Nima provides tips to users through emails and on the company's website for how to get the most accurate sample of food that you can. For example, here's what they recommend for a slice of pizza: "We suggest taking a slice and cutting off a little bit near the tip of the slice so you can get crust, sauce and toppings in one sample. (Remember -- don't use more than a cumulative pea size sample.) You can take a topping piece and drag it around in sauce and other toppings before you put it into the capsule." But what if an edge of the pizza came in contact with gluten, but that's not the side from which you tested? Do you need to test every slice of pizza?
"In addressing the issue of sampling more broadly, hot spots are very common in both restaurant and packaged foods," Yates said. "One cracker might be gluten-free, while the next box might have contamination. French fries might be fried in a dedicated gluten-free fryer, but there could be contamination from the ketchup bottle on the table. No test can guarantee that every future box or dish will be gluten-free, which underscores the very real need for consumers to have tools like Nima they can use on an on-going basis in the real world."
And Yates agrees that gluten contaminants could get into a Nima sample, but "if a crumb on a countertop gets into a packaged food, that crumb can also get into a person's mouth," she said.
"We are giving information to the person about the food in front of them," Yates said. "Nima is not intended to attack brands or restaurants -- it's simply giving people the power to avoid the foods they want to avoid."
Bock agrees.

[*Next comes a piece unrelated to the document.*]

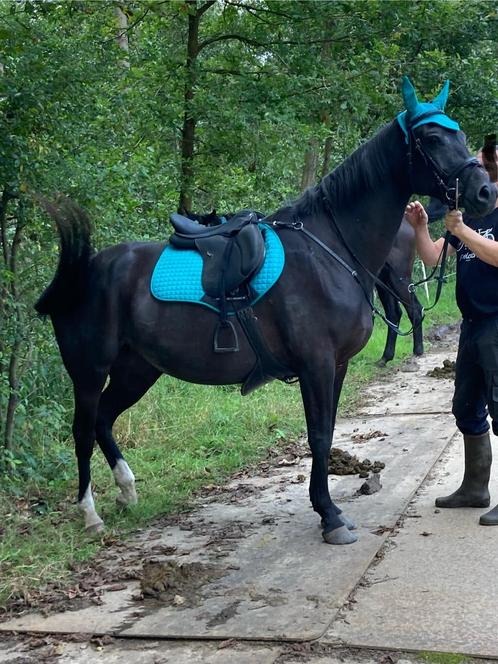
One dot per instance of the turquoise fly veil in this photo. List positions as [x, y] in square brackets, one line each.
[418, 113]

Rather than feeling paranoid, she said she's less worried when she goes out to eat or tries a new packaged product.
"It gives me a little bit of a peace of mind," Bock said. "It's like my little gluten detector that makes me feel better."

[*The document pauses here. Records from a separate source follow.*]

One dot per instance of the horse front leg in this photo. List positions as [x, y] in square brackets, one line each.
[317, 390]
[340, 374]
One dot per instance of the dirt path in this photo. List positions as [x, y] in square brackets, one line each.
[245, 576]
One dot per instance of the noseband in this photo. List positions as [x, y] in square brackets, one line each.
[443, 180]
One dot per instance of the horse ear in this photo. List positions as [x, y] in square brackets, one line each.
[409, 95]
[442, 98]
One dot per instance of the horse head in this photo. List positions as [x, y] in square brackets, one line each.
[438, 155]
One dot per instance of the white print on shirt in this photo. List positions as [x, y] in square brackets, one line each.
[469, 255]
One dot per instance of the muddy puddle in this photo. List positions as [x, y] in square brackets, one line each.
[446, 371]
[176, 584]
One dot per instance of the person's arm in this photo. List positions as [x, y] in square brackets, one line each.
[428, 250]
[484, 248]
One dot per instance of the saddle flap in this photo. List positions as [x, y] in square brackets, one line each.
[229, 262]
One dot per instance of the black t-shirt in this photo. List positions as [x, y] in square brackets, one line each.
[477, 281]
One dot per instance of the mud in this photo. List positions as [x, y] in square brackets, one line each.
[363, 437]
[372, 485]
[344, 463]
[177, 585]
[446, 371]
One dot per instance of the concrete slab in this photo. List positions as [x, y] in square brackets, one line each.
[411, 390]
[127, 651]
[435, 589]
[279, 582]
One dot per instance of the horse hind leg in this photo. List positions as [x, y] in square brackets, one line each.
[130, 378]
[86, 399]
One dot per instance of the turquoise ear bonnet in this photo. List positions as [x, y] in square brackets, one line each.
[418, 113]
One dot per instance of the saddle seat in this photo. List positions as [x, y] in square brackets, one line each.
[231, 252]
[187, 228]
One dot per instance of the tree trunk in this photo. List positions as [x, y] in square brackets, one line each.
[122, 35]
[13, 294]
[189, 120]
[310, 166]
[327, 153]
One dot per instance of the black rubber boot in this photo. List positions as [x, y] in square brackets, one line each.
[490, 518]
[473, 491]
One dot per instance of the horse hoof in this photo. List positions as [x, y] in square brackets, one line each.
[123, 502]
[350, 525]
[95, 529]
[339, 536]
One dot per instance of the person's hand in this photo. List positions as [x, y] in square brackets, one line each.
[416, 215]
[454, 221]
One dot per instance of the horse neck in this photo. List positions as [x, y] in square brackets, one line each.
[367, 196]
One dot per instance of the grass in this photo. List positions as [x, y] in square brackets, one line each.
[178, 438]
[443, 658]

Though they had different opinions about the Nima, Ehlers and Bock agreed that folks with celiac disease or gluten sensitivities need to have more than one method to determine if their food has gluten, and the first step should always be to read the ingredients. Ehlers double-checks a product's gluten-free label on its website, where ingredients are likely to be updated faster than on a box. Bock uses an app to scan barcodes and access info about whether or not that food has gluten.
"It's a lot of common sense and research," Bock said. "And Google is amazing."